Software Tools in Haskell: escape

replace strange chars on stdin with escape sequences

Posted on 2016-02-22 by nbloomf
Tags: software-tools-in-haskell, literate-haskell

This page is part of a series on Software Tools in Haskell.

This post is literate Haskell; you can load the source into GHCi and play along.


As usual, we start with some imports.

-- sth-escape: replace non-printable, non-ascii chars on stdin with c escape sequences
module Main where

import System.Exit (exitSuccess)
import Data.Char (ord)
import Data.List (unfoldr)
import System.Environment (getArgs)

The escape program is the companion of unescape; it replaces any non-printing, non-ASCII characters with C-style escape sequences using only visible ASCII. We need to be careful about exactly which characters to escape; lined text is delimited by \ns, and converting these to escaped form would destroy the format. Keeping with the convention that line text is the most common, by default we leave newlines alone.

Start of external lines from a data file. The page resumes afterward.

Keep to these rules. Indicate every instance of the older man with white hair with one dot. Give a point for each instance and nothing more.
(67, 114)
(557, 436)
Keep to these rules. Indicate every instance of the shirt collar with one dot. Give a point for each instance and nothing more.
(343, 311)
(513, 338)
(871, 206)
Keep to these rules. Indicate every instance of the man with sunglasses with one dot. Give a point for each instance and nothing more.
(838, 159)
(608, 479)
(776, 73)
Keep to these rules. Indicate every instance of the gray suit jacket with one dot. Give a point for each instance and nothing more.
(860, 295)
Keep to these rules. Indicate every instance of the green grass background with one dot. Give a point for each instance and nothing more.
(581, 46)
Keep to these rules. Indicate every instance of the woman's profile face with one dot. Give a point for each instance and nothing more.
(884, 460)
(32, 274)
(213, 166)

The --char flag instructs escape to escape all characters.

main :: IO ()
main = do
  args <- getArgs

  case args of
    ["--char"] -> charFilter bsEsc
    otherwise  -> lineFilter bsEsc

  exitSuccess

The work is done by bsEsc:

bsEsc :: String -> String
bsEsc = concatMap esc

esc :: Char -> String
esc x
  | 32 <= k && k <= 126 = [x]
  | k == 7    = "\\a"
  | k == 8    = "\\b"
  | k == 9    = "\\t"
  | k == 10   = "\\n"
  | k == 11   = "\\v"
  | k == 12   = "\\f"
  | k == 13   = "\\r"
  | k == 27   = "\\e"
  | k < 256   = "\\x" ++ show2Hex k
  | k < 65536 = "\\u" ++ show4Hex k
  | otherwise = "\\U" ++ show8Hex k
  where
    k = ord x

    show2Hex t = reverse $ take 2 (reverse (showHex t) ++ (repeat '0'))
    show4Hex t = reverse $ take 4 (reverse (showHex t) ++ (repeat '0'))
    show8Hex t = reverse $ take 8 (reverse (showHex t) ++ (repeat '0'))

showHex is a helper function that returns the hexadecimal expansion of a natural number.

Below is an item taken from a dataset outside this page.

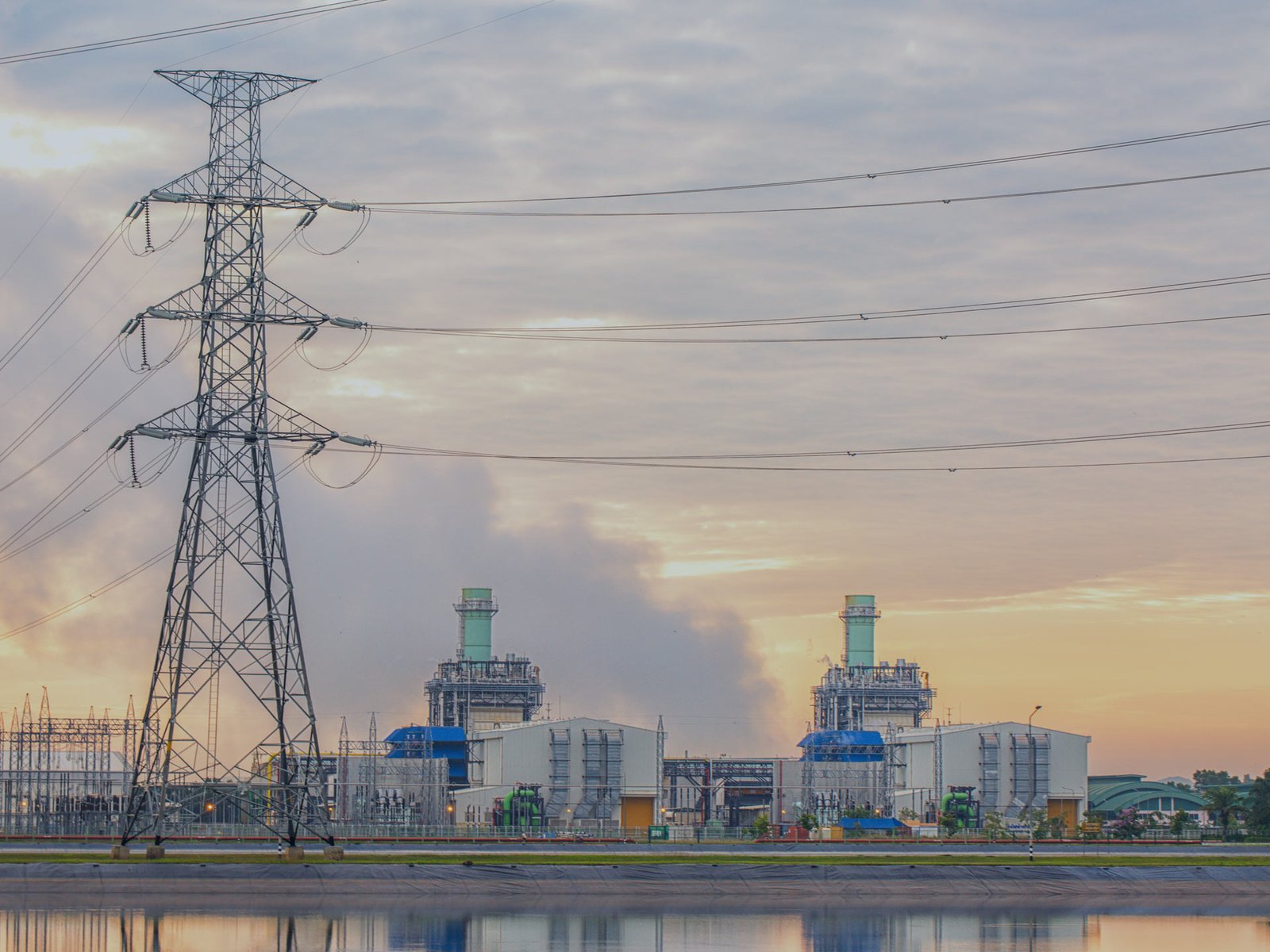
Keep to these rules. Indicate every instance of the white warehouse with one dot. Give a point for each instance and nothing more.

showHex :: (Integral n) => n -> String
showHex n
  | n < 0  = '-' : showHex (-n)
  | n == 0 = "0"
  | otherwise = map toHexDigit (digitsToBase 16 n)
      where
        toHexDigit k
          | k == 0    = '0'
          | k == 1    = '1'
          | k == 2    = '2'
          | k == 3    = '3'
          | k == 4    = '4'
          | k == 5    = '5'
          | k == 6    = '6'
          | k == 7    = '7'
          | k == 8    = '8'
          | k == 9    = '9'
          | k == 10   = 'a'
          | k == 11   = 'b'
          | k == 12   = 'c'
          | k == 13   = 'd'
          | k == 14   = 'e'
          | otherwise = 'f'


-- digits base b
digitsToBase :: (Integral n) => n -> n -> [n]
digitsToBase b k
  | b <= 1 || k <= 0 = []
  | otherwise = reverse $ foo k
      where
        foo t
          | t < b = [t]
          | otherwise = (t`rem`b) : (foo (t`quot`b))

Old stuff

-- apply a map to stdin
charFilter :: (String -> String) -> IO ()
charFilter f = do
  xs <- getContents
  putStr $ f xs


-- apply a map to all lines on stdin
lineFilter :: (String -> String) -> IO ()
lineFilter f = do
  xs <- fmap getLines getContents
  sequence_ $ map (putStrLn . f) xs


-- split on \n
getLines :: String -> [String]
getLines = unfoldr firstLine
  where
    firstLine :: String -> Maybe (String, String)
    firstLine xs = case break (== '\n') xs of
      ("","")   -> Nothing
      (as,"")   -> Just (as,"")
      (as,b:bs) -> Just (as,bs)